Radio changed that a bit, as one could hear the sounds of explosions as the war reporter on-the-spot came into your living room. Then television with its graphic images. Now the 6 o-clock news entered the house more fully clothed and became a part of one’s mental imagery. Kids being pummeled by fire hoses by the local police, snarling dogs, a President in an open car assassinated in full view, a monk in Vietnam burning in front of your eyes, a sole protester in front of a tank in Tianmen square, the twin towers in New York toppling over and over and over again, a cop killing an innocent George Floyd without anyone batting an eye.
 And when the 6 0’clock news changed to the 24/7 variety, the life one wasn’t living, the things that happened outside one’s immediate experience, starting seeping in to become the mind we lived in. One could have a perfectly nice day and be hammered by the printed word, the podcast, the talk show, the Internet stories, the incessant ramblings of a mean-spirited ignorant orange-haired toddler-in-chief endorsed by his heartless Trumpublicans in his efforts to bring the country to its knees to feed his own pathological narcissistic sickness that had spread pandemically to all those who support, excuse, ignore him. 

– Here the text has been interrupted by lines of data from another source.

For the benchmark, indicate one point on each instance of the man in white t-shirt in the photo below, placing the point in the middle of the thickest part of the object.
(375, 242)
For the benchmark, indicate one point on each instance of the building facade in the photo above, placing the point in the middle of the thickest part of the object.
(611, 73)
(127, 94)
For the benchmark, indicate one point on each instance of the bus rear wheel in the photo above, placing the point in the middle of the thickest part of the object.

Yes, the news has become the grand infectious virus we live in. A man sets up a telescope on a street and passer-bys look up at the moon and each expresses awe at this mysterious unfathomable universe of which we are a tiny part. That could be an image to bring us together and for one brief instant, it does. But it is quickly overshadowed by the extremities the news prefers and back we are into the mud of a sick national discourse.
Last night, I was doing a crostic puzzle after a glorious sunset over Lake Michigan, one daughter was reading her kids to sleep, the other reading her book, my wife listening with earphones to her favorite podcast, The Daily. At one point, my daughter nudged me and whispered, “Mom’s crying.”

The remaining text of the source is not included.